¡Eso les pasa por firmar sin leer!

29 de mayo del 2018

Opinión de Daissy Cañón.

Daissy Cañon Hidroituango

El viejo dicho que dice que toda excepción confirma la regla, tiene para algunos una mejor lectura: “La excepción pone a prueba la regla” y por como están las cosas en el país después de los resultados de las elecciones en primera vuelta para elegir presidente y vicepresidente, ésta segunda frase parece estar más cercana a la realidad. La regla, o la infinidad de reglas que cada cuatro años se cumplían en Colombia en esta jornada tuvieron más de una excepción. No ganó el abstencionismo aun cuando no votaron todos los que podían hacerlo, el porcentaje de votantes subió, los caciques no ganaron, tampoco la maquinaria, ni la mermelada, ni se rajaron o se equivocaron todos los encuestadores.

Hay que tener posturas realistas sobre lo que viene, el pasado si no se limpia puede regresar de la peor forma. Hablar de política se ha vuelto el tema más recurrente y aburrido, además de que saca lo peor de muchas personas cuando otros no comparten sus preferencias sobre un determinado candidato. Cuando no logran convencer a sus interlocutores de que elijan al suyo, se tornan hostiles y descalificadores e incluso insultantes. Hoy cuando las opciones para la Presidencia de la República enfrenta a dos posiciones radicalmente opuestas, como no ocurría desde hace muchas décadas, el país está abocado a que los enfrentamientos esta vez nos hagan revivir los viejos enfrentamientos en los pueblos de Colombia donde los de un partido no vivían en el mismo vecindario y los territorios se dividían claramente, al punto de que unos y otros no acudían en el mismo horario a oír misa o cambiaban de acerca cuando un contradictor político caminaba por la misma senda.

En un pueblo de Caldas y posiblemente en muchos otros, el odio entre godos y cachiporros, como se llamaban entre sí despectivamente, los llevó a construir dos iglesias y dos parques principales, para que los enemigos nunca se encontraran. A pesar de los aplausos por la jornada del domingo 27 de mayo, hay hechos que hacen prever que el odio entre los dos extremos está tomando fuerza.

Esta vez fueron muchos los hechos que nos hacen pensar que algo está cambiando y que, si no se sigue por el camino de derrotar a la vieja política, la mala regla electoral de siempre habrá ganado la prueba y la excepción saldrá derrotada.
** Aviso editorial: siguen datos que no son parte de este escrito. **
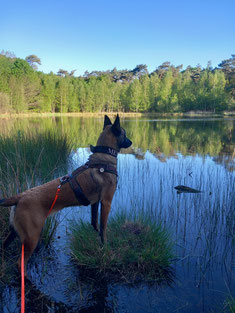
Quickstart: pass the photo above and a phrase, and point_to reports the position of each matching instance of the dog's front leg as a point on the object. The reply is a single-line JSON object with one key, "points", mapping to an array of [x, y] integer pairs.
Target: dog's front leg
{"points": [[94, 215], [105, 209]]}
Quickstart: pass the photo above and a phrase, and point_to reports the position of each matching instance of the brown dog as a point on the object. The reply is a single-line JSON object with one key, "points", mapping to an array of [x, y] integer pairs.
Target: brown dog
{"points": [[95, 181]]}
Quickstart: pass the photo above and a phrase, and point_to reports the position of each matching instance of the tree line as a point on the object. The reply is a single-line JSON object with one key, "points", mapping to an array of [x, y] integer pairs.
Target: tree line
{"points": [[168, 89]]}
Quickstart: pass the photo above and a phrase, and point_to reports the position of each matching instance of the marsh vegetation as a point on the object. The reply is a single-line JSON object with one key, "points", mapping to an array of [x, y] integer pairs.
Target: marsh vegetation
{"points": [[198, 153]]}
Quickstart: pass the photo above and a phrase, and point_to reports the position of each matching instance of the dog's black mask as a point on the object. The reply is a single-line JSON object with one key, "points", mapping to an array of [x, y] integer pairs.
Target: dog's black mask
{"points": [[119, 132]]}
Las motivaciones para escoger entre los cinco candidatos no fueron tampoco las que las reglas dictaban, esta vez muchos fueron a las urnas por miedo a que terminemos como Venezuela, o porque les gusta el jefe político de un candidato, o porque le llegó el turno a un joven, o porque ya no quieren más a los viejos partidos liberal y conservador o porque es el turno del que más le promete a los pobres o porque un tercero los convenció con un discurso sin confrontaciones y que se constituyó en la mayor sorpresa por la cantidad de votos que sacó o por muchas razones más que al parecer nada tienen que ver con los programas de los aspirantes, porque es de suponer que de los millones de votantes muy pocos los habrán leído o siquiera sepan en que se diferencian unos de otros.
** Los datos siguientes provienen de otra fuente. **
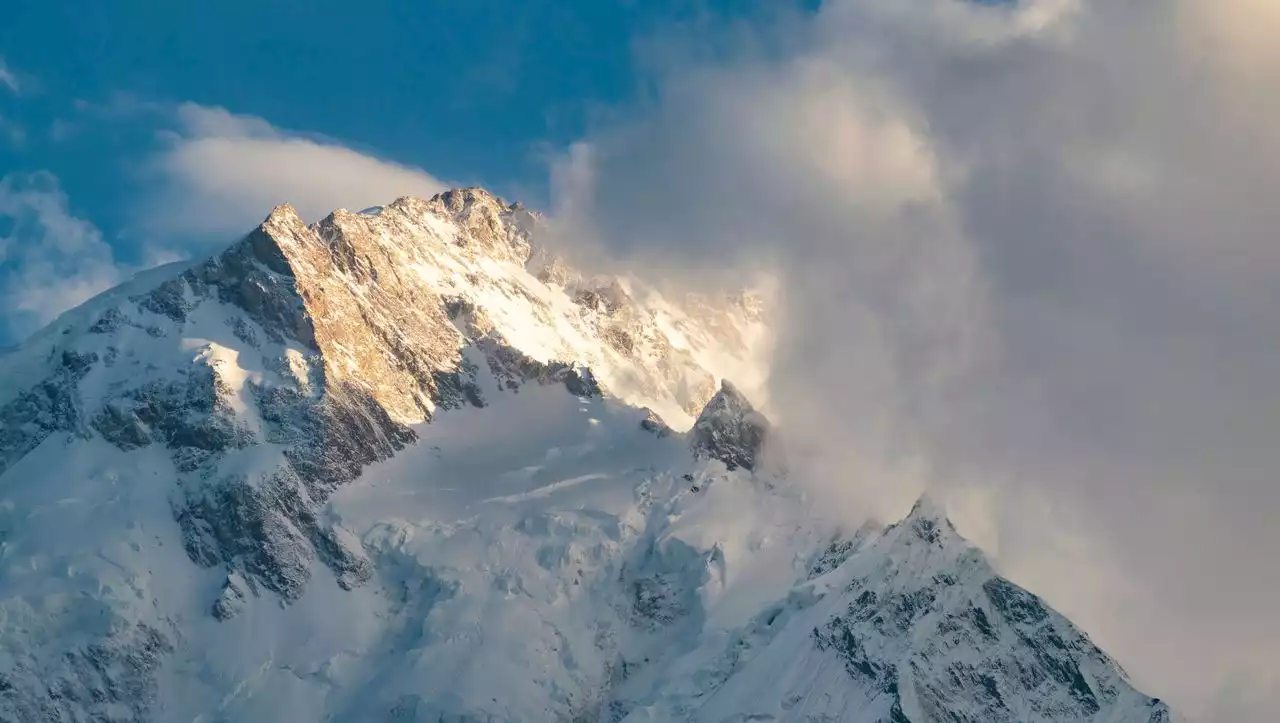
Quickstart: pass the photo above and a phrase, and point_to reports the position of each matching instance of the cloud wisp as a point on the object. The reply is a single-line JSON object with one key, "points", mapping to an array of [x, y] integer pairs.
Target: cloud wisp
{"points": [[1029, 259], [50, 260], [222, 173]]}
Por lo que se oye decir, con la infinidad de debates que hubo, se sintieron muy bien informados para decidir quién será el mejor presidente, pero con seguridad no pasarían un examen sobre la propuestas en temas como reformas tributarias, qué le reformarían a los acuerdos de paz, o si no le reformarían nada, la extradición, si harán o no reformas a la ley 100, si es que saben de qué se trata esa ley, e infinidad de temas más. Incluso no sabrían con certeza como se llaman los movimientos políticos que representan o peor aún quienes los acompañaron en el tarjetón como candidatos a la Vicepresidencia.

Un voto por un candidato del que no se conoce de forma concreta cuales son sus propuestas y si gana cómo nos benefician como ciudadanos o como país, es como firmar un acta de compromiso, una escritura, un contrato o cualquier otro documento vital para la vida sin leerlo. Ahí sí que cabe la manida frase, más manida incluso que con la que arrancó esta columna: ¡Eso le pasa por no leer lo que firma!